Is Climate Change Driving Another Mass Extinction?
Darwin Day at Duquesne Explores Evolution and the Future of the Planet
Every fifth-grader knows dinosaurs roamed the Earth once but don't live here anymore. If we adults think we're smarter than fifth-graders, are we aware of extinctions occurring before our very eyes?
Extinction, evolution and rapid climate change will be the topics of Duquesne University's annual free Darwin Day discussion on Friday, Feb. 17 at 7 p.m.
Renowned paleontologist Dr. Peter D. Ward, professor at the University of Washington in Seattle, will address the causes of major mass extinctions-periods of time when more than half of all species on Earth disappeared-and the evolutionary effects they had in shaping our world.

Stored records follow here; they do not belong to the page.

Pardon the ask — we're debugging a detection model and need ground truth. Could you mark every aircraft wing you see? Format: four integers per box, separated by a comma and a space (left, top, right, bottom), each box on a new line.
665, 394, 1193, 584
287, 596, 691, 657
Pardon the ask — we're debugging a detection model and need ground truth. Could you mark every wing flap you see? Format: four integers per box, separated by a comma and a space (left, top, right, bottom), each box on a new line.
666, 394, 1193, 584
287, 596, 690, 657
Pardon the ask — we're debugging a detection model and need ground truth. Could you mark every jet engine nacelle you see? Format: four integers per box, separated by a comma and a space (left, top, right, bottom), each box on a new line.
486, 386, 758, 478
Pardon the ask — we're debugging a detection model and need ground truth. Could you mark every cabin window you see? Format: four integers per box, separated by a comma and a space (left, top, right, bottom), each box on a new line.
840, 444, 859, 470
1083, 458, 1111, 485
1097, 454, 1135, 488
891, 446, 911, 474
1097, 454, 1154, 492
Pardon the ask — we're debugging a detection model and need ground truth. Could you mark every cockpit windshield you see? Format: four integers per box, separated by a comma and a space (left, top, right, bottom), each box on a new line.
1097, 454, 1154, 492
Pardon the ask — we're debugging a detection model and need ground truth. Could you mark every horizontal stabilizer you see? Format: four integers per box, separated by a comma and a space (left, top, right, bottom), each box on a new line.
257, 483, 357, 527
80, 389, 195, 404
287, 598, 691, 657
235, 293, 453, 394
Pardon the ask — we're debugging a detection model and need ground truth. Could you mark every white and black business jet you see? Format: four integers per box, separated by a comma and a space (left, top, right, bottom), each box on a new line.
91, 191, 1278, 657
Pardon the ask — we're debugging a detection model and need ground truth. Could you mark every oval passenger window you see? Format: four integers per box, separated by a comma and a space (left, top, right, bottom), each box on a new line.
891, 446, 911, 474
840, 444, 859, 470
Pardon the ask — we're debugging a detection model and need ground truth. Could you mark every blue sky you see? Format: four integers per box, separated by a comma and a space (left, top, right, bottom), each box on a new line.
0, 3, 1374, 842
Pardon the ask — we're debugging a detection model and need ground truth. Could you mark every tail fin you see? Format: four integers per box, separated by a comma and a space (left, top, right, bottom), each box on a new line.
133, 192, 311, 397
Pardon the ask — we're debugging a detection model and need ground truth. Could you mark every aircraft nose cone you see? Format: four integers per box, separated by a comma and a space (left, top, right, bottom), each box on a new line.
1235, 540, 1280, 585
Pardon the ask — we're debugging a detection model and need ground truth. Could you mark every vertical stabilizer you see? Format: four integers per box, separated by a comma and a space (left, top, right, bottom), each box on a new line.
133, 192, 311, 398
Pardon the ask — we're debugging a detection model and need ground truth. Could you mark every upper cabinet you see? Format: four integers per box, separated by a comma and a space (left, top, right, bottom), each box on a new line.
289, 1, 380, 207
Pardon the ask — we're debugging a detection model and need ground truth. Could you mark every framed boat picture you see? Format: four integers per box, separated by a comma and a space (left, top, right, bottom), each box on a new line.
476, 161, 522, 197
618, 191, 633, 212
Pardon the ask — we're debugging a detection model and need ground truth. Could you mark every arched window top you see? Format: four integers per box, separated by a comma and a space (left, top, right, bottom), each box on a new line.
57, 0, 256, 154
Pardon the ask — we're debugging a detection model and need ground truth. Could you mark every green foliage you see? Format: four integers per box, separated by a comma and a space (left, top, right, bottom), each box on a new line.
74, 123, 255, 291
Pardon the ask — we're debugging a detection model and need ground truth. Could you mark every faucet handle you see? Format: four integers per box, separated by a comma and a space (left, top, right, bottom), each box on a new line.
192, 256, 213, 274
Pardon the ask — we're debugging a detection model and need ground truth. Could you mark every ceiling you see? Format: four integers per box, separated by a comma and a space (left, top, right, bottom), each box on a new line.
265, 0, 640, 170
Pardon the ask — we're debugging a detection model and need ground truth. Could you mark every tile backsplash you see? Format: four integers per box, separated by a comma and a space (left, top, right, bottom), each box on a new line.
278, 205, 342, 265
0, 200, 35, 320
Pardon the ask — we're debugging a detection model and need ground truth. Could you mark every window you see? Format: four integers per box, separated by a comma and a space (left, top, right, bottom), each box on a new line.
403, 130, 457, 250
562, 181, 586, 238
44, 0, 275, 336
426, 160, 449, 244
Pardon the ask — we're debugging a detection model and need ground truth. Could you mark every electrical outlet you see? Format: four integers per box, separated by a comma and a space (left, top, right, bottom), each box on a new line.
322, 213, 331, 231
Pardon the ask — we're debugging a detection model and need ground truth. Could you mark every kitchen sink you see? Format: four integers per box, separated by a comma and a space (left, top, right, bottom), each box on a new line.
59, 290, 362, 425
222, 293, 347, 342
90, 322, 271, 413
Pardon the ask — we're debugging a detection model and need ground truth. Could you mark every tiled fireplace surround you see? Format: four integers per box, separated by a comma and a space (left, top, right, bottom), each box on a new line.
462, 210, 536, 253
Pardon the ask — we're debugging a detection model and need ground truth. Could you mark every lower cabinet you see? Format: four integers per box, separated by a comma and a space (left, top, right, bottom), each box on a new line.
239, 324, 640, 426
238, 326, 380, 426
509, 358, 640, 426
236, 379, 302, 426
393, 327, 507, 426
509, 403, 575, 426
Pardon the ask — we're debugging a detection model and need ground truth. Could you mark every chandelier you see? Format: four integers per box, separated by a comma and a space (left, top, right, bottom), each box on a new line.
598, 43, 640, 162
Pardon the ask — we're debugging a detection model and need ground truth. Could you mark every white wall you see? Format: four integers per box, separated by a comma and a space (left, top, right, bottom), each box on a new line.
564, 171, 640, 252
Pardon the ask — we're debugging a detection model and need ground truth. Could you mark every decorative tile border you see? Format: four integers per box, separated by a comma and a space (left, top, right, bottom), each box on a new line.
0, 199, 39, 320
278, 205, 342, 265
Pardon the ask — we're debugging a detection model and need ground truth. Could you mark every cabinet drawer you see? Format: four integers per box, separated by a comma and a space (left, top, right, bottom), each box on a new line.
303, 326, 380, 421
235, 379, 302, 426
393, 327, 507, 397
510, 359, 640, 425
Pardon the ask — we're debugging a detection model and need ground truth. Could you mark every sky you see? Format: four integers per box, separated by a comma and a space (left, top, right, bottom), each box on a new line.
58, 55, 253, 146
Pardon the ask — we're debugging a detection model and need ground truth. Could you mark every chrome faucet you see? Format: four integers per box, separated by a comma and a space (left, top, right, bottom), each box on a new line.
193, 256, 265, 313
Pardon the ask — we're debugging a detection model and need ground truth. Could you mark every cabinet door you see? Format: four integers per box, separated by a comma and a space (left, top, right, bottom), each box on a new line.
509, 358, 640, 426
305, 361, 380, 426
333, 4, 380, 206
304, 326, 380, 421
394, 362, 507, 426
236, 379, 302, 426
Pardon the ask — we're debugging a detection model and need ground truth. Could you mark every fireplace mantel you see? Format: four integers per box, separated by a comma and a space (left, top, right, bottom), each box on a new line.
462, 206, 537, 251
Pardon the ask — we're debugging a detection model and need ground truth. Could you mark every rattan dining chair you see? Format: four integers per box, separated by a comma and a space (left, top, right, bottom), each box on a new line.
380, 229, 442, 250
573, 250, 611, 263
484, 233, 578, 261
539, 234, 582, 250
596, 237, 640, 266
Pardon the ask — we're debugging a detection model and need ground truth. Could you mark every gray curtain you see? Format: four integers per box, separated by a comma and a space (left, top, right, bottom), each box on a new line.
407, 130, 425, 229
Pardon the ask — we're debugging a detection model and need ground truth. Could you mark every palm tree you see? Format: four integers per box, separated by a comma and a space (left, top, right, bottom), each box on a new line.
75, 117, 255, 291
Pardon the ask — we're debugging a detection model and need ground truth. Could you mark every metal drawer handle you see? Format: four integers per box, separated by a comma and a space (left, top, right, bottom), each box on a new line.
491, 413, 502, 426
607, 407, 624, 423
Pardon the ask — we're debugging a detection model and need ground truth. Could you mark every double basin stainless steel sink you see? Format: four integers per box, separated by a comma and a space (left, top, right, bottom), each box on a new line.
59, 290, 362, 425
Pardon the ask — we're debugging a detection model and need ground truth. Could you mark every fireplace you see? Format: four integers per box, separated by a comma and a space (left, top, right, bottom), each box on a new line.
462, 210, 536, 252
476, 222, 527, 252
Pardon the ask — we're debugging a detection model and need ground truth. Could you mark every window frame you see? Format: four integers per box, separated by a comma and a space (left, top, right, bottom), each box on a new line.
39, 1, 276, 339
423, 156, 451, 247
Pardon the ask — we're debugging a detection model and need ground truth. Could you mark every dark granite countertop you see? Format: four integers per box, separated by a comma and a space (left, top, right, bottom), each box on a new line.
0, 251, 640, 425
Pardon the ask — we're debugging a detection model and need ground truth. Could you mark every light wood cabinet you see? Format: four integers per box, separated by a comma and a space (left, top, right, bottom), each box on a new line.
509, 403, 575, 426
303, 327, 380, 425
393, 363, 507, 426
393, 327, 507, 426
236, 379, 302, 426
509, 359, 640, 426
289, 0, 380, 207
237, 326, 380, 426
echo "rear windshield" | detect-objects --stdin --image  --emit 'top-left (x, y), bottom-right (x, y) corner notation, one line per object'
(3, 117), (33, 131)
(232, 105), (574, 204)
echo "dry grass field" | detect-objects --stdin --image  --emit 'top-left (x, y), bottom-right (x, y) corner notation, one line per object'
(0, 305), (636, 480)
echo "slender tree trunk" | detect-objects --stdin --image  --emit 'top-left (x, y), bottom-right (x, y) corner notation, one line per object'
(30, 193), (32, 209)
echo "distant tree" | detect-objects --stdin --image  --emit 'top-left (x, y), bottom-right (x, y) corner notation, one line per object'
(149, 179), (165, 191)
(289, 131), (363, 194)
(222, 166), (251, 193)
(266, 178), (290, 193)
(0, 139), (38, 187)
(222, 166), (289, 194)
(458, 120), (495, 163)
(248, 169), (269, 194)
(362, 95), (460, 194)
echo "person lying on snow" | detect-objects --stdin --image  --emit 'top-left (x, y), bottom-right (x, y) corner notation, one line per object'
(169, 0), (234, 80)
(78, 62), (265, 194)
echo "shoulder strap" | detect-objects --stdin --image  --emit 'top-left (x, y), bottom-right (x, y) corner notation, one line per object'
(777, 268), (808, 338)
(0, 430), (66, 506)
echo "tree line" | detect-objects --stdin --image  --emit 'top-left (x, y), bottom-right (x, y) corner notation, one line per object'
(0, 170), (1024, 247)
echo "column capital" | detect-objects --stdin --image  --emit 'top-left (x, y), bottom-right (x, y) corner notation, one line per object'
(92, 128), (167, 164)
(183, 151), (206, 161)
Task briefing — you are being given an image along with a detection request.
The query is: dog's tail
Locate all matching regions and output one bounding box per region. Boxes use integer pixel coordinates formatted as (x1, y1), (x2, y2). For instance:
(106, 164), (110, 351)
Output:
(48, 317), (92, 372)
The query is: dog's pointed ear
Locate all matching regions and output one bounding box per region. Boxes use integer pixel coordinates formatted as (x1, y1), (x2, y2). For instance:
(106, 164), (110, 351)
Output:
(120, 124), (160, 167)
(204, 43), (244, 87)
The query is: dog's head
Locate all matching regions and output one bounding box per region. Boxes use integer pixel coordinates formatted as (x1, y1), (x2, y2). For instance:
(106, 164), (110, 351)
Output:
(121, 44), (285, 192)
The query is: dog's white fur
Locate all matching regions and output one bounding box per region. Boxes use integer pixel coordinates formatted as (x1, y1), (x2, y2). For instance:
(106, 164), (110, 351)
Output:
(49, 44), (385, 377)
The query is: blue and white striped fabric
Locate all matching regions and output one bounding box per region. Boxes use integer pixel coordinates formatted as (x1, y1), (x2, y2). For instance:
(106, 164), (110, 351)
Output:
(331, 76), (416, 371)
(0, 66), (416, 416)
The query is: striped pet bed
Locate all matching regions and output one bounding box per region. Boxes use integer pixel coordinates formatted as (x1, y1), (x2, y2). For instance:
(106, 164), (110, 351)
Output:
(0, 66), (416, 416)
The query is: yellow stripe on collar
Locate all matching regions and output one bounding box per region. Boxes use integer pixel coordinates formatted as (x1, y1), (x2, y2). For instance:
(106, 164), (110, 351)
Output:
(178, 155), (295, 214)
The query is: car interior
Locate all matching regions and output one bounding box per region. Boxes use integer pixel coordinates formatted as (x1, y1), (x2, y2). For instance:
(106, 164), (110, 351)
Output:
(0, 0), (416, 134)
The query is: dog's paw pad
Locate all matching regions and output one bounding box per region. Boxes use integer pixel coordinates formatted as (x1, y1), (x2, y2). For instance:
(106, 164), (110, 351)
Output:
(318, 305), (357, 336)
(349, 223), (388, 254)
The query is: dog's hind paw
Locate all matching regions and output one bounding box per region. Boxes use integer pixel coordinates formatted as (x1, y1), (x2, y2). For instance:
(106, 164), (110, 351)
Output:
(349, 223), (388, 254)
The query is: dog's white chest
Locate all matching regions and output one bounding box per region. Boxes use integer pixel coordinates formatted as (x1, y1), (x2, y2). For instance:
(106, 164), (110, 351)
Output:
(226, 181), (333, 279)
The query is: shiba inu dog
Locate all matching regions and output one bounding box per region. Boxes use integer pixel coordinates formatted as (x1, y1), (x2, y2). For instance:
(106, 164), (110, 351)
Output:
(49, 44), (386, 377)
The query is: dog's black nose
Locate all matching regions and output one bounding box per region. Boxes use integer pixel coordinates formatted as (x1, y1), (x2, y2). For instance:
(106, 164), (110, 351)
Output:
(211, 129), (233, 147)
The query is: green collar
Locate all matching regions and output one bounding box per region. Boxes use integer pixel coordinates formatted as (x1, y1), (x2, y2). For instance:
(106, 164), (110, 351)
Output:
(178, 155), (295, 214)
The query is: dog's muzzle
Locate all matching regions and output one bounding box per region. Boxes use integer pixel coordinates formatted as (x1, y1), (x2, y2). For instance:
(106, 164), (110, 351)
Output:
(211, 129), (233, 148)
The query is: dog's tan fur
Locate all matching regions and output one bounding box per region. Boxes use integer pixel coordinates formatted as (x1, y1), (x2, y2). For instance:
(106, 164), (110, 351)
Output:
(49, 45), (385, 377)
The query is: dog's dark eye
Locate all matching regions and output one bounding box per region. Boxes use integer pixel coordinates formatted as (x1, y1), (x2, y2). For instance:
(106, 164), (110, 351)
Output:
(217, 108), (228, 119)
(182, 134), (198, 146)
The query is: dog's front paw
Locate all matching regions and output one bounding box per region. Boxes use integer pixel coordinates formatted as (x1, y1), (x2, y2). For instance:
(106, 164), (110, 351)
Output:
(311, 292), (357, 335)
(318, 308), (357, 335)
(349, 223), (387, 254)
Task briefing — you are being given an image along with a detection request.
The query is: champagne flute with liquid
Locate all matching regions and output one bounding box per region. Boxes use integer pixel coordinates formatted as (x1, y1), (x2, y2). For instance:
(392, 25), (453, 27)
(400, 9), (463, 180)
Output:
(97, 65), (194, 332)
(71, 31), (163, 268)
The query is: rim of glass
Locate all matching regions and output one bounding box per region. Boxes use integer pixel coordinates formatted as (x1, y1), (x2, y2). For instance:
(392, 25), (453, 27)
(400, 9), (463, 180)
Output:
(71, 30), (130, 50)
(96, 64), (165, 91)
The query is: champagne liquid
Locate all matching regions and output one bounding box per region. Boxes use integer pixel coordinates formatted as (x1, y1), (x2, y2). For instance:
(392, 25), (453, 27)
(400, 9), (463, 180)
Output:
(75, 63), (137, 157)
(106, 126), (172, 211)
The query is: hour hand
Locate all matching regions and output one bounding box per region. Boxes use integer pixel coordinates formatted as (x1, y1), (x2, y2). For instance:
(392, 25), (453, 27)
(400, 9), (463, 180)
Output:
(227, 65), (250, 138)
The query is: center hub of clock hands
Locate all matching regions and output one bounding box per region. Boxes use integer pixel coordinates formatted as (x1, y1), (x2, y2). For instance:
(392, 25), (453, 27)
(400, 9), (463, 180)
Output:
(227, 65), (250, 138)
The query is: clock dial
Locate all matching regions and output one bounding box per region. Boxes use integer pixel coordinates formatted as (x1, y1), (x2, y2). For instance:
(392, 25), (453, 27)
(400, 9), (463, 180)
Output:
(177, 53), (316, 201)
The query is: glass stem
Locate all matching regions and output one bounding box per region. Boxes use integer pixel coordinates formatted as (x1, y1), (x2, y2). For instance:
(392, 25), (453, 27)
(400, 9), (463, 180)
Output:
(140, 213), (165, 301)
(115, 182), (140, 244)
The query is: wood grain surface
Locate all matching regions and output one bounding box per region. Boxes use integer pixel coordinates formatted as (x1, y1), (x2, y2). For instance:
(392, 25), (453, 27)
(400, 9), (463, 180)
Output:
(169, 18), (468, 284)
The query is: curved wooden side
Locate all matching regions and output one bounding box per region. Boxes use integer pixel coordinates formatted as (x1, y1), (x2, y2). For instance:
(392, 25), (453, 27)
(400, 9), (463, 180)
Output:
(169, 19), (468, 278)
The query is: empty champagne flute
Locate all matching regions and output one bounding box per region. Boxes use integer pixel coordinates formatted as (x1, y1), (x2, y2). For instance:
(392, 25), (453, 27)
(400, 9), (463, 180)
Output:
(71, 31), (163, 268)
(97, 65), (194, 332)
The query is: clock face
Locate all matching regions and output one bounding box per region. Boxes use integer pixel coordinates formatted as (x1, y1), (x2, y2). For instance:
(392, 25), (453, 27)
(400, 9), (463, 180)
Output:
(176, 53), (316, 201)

Ward, a favorite on PBS, NOVA, TED and Animal Planet, will discusses Mass Extinctions: The Third Tier of Evolution, and will weigh whether we are experiencing a new mass extinction driven by human-induced climate change.
"There have been five major mass extinctions, all attached to rapid climate change, requiring rapid changes in organisms," said Dr. David Lampe, associate professor of biology and Darwin Day organizer. "Organisms that didn't adapt went extinct."
Already, about one-third of all amphibian species are endangered and nearly 170 species are believed to have gone extinct over the last two decades, even in protected habitats. Many plants are also in danger.
"Everything," Lampe said, "is based on a predictable climate."